Patients seeking medical attention at the Mbingo Baptist hospital and other health facilities in Boyo Division have expressed hope after Defense and Security forces cleared some 58 trucks and cars which suspected Separatists used to block the stretch since August 4, 2021. Patients and travellers had since then, used few courageous Commercial motorcycles through some foot paths to reach out to Boyo Division.
A patient on the the way to Mbingo on August 14, 2021 told Observer237. Com that she paid cfa 5000, five times more on a Commercial bike for the destination. Speaking in frustration, a parent lamented that she has not been able to access the hospital for a week with the road block to blame. On- the-spot, some truck pushers said they had found new business opportunities to ferry brewery products from Bambui to Big Babanki.
It was thus, breaking news when news of the road clearance emerged. It was the North West Gendarmerie Legion Commander, Col Boum Bissoue who told Observer237.com that Defense and Security Forces used past experience elsewhere, plus the services of some Local Mechanics to dislodge the barricades in the neighbourhoods of Mile 10 and Mile 11, Macha, Bambui. He suggested that the road blocks had the complicity of some Transporters operating in Bambui . At Press time, 17 of the 58 vehicles used to block the highway had been moved to the Tubah Gendarmerie Brigade.

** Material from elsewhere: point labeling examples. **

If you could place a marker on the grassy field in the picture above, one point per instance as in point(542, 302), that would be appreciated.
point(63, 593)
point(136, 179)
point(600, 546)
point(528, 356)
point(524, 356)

North West governor, Adolphe Lele Lafrique went sizing up the situation on August 14 and appealed to transporters and the population to resume circulation.
Some Transporters have saluted the Defense and Security Forces for clearing the road without destroying or burning the vehicles used to block the stretch. The incident is traced to grievances by some Transporters, protesting the arrest and detention of their colleagues.
It is alledged that the transporters, often financed Separatists as a measure to freely circulate on the highway. It was on this account that they were arrested and in retaliation, Separatists with the complicity of the concerned transporters chose to block the road.